The U.S. Department of Health and Human Services also opening the grant application process to the District of Columbia.

HHS officials will be distributing $51 million in Health Insurance Premium Review Grants provided by the Affordable Care Act, the legislative package that includes the Patient Protection and Affordable Care Act and the Health Care and Education Reconciliation Act.

The ACA premium review grant provision will provide $200 million in additional funding for premium review grants for 2011 through 2014.

“To receive a grant, a state must submit a plan for how it will use grant funds to develop or enhance its process of reviewing and approving, disapproving, or modifying health insurance premium requests,” officials say.
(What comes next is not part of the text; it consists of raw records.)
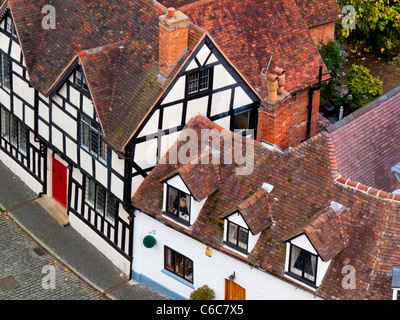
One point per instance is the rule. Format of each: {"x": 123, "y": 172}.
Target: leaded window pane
{"x": 111, "y": 206}
{"x": 193, "y": 82}
{"x": 232, "y": 233}
{"x": 22, "y": 139}
{"x": 5, "y": 79}
{"x": 90, "y": 192}
{"x": 14, "y": 131}
{"x": 5, "y": 124}
{"x": 101, "y": 201}
{"x": 243, "y": 238}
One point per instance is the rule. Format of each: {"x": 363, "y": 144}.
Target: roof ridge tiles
{"x": 363, "y": 110}
{"x": 373, "y": 192}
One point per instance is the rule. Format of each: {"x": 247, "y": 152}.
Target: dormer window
{"x": 303, "y": 264}
{"x": 10, "y": 27}
{"x": 237, "y": 236}
{"x": 199, "y": 81}
{"x": 80, "y": 80}
{"x": 178, "y": 203}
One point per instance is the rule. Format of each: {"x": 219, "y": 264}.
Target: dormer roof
{"x": 202, "y": 179}
{"x": 255, "y": 210}
{"x": 325, "y": 232}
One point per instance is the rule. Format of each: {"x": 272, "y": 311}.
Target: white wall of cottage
{"x": 148, "y": 266}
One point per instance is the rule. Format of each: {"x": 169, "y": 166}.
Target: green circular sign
{"x": 149, "y": 241}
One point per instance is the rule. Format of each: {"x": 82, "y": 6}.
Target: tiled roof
{"x": 249, "y": 32}
{"x": 325, "y": 232}
{"x": 255, "y": 210}
{"x": 367, "y": 142}
{"x": 317, "y": 12}
{"x": 363, "y": 235}
{"x": 201, "y": 179}
{"x": 122, "y": 61}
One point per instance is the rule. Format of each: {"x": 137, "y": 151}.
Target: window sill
{"x": 234, "y": 248}
{"x": 176, "y": 219}
{"x": 301, "y": 280}
{"x": 176, "y": 277}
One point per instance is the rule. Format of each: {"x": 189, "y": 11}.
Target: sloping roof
{"x": 317, "y": 12}
{"x": 201, "y": 177}
{"x": 367, "y": 145}
{"x": 121, "y": 66}
{"x": 326, "y": 233}
{"x": 249, "y": 32}
{"x": 365, "y": 235}
{"x": 255, "y": 210}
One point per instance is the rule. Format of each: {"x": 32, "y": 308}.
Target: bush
{"x": 202, "y": 293}
{"x": 334, "y": 58}
{"x": 362, "y": 86}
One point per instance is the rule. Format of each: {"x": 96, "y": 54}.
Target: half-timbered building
{"x": 90, "y": 104}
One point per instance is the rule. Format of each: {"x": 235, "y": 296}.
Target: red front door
{"x": 60, "y": 182}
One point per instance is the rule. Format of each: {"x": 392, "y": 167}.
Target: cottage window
{"x": 199, "y": 81}
{"x": 100, "y": 200}
{"x": 178, "y": 264}
{"x": 303, "y": 264}
{"x": 92, "y": 139}
{"x": 237, "y": 236}
{"x": 14, "y": 131}
{"x": 5, "y": 79}
{"x": 178, "y": 203}
{"x": 80, "y": 80}
{"x": 10, "y": 27}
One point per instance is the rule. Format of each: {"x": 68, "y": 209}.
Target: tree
{"x": 377, "y": 23}
{"x": 334, "y": 58}
{"x": 362, "y": 86}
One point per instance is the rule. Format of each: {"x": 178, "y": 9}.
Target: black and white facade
{"x": 207, "y": 84}
{"x": 55, "y": 143}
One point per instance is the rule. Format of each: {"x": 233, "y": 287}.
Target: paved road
{"x": 27, "y": 272}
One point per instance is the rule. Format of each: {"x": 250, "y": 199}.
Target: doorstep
{"x": 56, "y": 210}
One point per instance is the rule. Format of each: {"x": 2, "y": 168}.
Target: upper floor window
{"x": 303, "y": 264}
{"x": 100, "y": 200}
{"x": 10, "y": 27}
{"x": 80, "y": 80}
{"x": 14, "y": 131}
{"x": 178, "y": 203}
{"x": 199, "y": 81}
{"x": 237, "y": 236}
{"x": 92, "y": 138}
{"x": 5, "y": 78}
{"x": 178, "y": 264}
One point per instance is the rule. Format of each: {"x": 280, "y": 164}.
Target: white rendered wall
{"x": 207, "y": 270}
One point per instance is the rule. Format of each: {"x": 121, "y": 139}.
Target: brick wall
{"x": 323, "y": 33}
{"x": 284, "y": 122}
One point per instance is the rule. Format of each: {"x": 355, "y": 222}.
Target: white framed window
{"x": 104, "y": 203}
{"x": 10, "y": 27}
{"x": 92, "y": 138}
{"x": 14, "y": 131}
{"x": 237, "y": 236}
{"x": 303, "y": 264}
{"x": 199, "y": 81}
{"x": 80, "y": 80}
{"x": 178, "y": 204}
{"x": 5, "y": 71}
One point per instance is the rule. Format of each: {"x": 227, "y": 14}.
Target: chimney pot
{"x": 281, "y": 79}
{"x": 171, "y": 13}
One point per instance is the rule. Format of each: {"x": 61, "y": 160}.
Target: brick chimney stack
{"x": 274, "y": 115}
{"x": 174, "y": 30}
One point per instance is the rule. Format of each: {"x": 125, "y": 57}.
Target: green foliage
{"x": 362, "y": 86}
{"x": 334, "y": 58}
{"x": 202, "y": 293}
{"x": 377, "y": 24}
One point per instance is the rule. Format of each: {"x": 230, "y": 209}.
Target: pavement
{"x": 22, "y": 205}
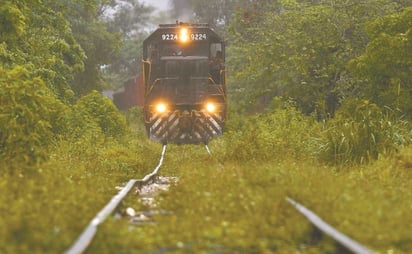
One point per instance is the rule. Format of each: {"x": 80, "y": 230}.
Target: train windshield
{"x": 184, "y": 67}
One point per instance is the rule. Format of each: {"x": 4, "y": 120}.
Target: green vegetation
{"x": 235, "y": 201}
{"x": 320, "y": 110}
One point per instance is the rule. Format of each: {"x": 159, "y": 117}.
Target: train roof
{"x": 162, "y": 28}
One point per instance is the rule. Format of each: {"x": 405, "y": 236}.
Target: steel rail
{"x": 208, "y": 150}
{"x": 89, "y": 232}
{"x": 344, "y": 240}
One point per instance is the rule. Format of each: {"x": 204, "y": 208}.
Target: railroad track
{"x": 84, "y": 240}
{"x": 342, "y": 239}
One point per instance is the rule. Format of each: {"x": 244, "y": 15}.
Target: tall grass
{"x": 362, "y": 132}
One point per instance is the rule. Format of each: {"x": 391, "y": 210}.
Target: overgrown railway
{"x": 345, "y": 243}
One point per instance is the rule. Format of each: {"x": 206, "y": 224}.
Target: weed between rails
{"x": 241, "y": 207}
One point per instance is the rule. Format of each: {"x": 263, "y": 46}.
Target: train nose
{"x": 185, "y": 124}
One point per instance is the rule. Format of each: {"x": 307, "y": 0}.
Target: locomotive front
{"x": 184, "y": 79}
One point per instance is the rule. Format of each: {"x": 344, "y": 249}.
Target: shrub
{"x": 283, "y": 131}
{"x": 361, "y": 131}
{"x": 95, "y": 111}
{"x": 29, "y": 117}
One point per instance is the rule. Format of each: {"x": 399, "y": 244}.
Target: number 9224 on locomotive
{"x": 185, "y": 84}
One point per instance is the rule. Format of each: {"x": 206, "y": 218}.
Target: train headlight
{"x": 210, "y": 107}
{"x": 161, "y": 108}
{"x": 184, "y": 35}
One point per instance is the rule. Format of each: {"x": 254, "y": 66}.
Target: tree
{"x": 130, "y": 20}
{"x": 40, "y": 39}
{"x": 300, "y": 50}
{"x": 385, "y": 67}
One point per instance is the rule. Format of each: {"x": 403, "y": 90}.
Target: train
{"x": 184, "y": 80}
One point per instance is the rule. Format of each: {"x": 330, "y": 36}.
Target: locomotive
{"x": 185, "y": 84}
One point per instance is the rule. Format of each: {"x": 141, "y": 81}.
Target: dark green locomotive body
{"x": 184, "y": 80}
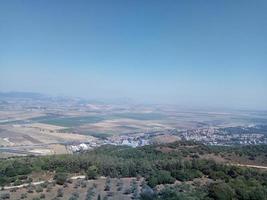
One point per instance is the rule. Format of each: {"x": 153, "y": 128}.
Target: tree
{"x": 221, "y": 191}
{"x": 60, "y": 178}
{"x": 92, "y": 172}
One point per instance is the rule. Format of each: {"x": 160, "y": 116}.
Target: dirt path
{"x": 39, "y": 183}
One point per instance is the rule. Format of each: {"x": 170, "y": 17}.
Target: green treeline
{"x": 158, "y": 164}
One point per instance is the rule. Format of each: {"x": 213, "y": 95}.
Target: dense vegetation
{"x": 158, "y": 164}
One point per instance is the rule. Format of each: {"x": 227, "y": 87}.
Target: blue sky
{"x": 199, "y": 53}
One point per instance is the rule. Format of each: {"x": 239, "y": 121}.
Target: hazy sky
{"x": 179, "y": 52}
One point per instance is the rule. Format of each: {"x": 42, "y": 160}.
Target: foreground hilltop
{"x": 180, "y": 170}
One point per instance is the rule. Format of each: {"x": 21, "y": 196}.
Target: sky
{"x": 184, "y": 52}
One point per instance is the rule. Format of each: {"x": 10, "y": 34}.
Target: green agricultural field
{"x": 69, "y": 121}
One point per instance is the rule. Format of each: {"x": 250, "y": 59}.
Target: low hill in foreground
{"x": 181, "y": 170}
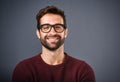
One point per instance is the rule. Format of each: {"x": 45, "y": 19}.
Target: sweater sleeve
{"x": 88, "y": 74}
{"x": 21, "y": 73}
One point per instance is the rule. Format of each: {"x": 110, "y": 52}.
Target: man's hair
{"x": 51, "y": 10}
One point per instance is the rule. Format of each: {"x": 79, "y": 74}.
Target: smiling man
{"x": 52, "y": 64}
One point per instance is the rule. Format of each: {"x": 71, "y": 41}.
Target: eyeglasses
{"x": 57, "y": 27}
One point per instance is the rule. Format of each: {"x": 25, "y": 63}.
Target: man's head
{"x": 51, "y": 27}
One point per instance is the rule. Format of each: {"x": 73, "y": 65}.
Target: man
{"x": 52, "y": 64}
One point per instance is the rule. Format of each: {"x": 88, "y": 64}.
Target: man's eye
{"x": 45, "y": 27}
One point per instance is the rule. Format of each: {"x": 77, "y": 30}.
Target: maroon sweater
{"x": 36, "y": 70}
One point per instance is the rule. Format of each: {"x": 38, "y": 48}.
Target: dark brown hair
{"x": 52, "y": 10}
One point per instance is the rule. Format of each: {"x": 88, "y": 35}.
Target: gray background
{"x": 94, "y": 34}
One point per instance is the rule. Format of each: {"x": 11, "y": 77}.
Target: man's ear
{"x": 66, "y": 32}
{"x": 38, "y": 33}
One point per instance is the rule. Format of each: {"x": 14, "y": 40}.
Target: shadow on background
{"x": 94, "y": 35}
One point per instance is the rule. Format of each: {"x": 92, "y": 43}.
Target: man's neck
{"x": 53, "y": 57}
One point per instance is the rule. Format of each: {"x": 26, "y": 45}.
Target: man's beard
{"x": 48, "y": 45}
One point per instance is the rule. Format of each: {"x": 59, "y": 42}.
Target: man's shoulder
{"x": 76, "y": 61}
{"x": 30, "y": 60}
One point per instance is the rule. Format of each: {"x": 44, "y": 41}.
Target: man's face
{"x": 52, "y": 40}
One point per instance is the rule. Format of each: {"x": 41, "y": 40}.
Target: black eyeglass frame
{"x": 52, "y": 26}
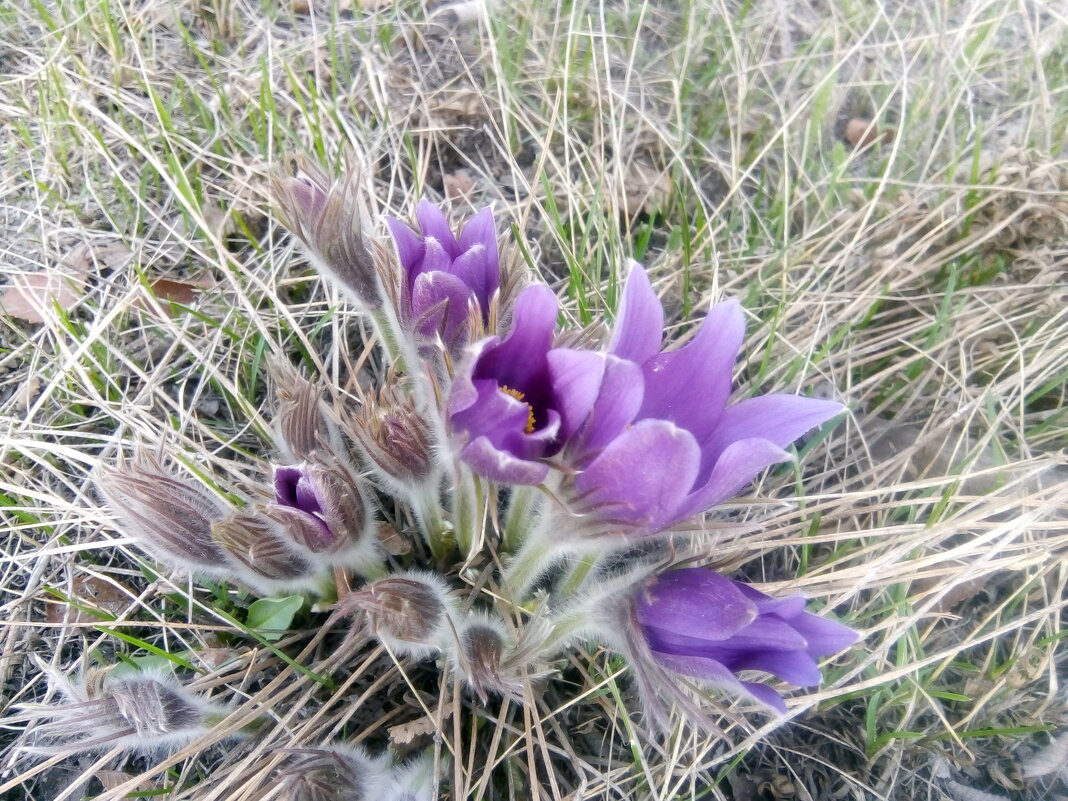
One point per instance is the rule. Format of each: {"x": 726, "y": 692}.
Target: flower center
{"x": 530, "y": 409}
Jay Angoff, a former Missouri insurance commissioner, is director of the Office of Consumer Information and Insurance Oversight, a new agency that will help manage federal premium review efforts.

ACA provisions will require health insurers to spend 85% of large-group premiums on health care starting in 2011, and 80% of individual and small-group premiums on health care.

ACA provisions also will require health insurers to justify what regulators believe to be unreasonable premium increases, officials say.

House Speaker Nancy Pelosi says implementation of the premium review grant program will help “our families and our middle class.”

“With these grants in place, we will strengthen states’ abilities to review rate hikes, curb outrageous premium increases, and hold insurers accountable to their customers,” Pelosi says in a statement. “Insurers will face tougher oversight, and patients will benefit from greater transparency.”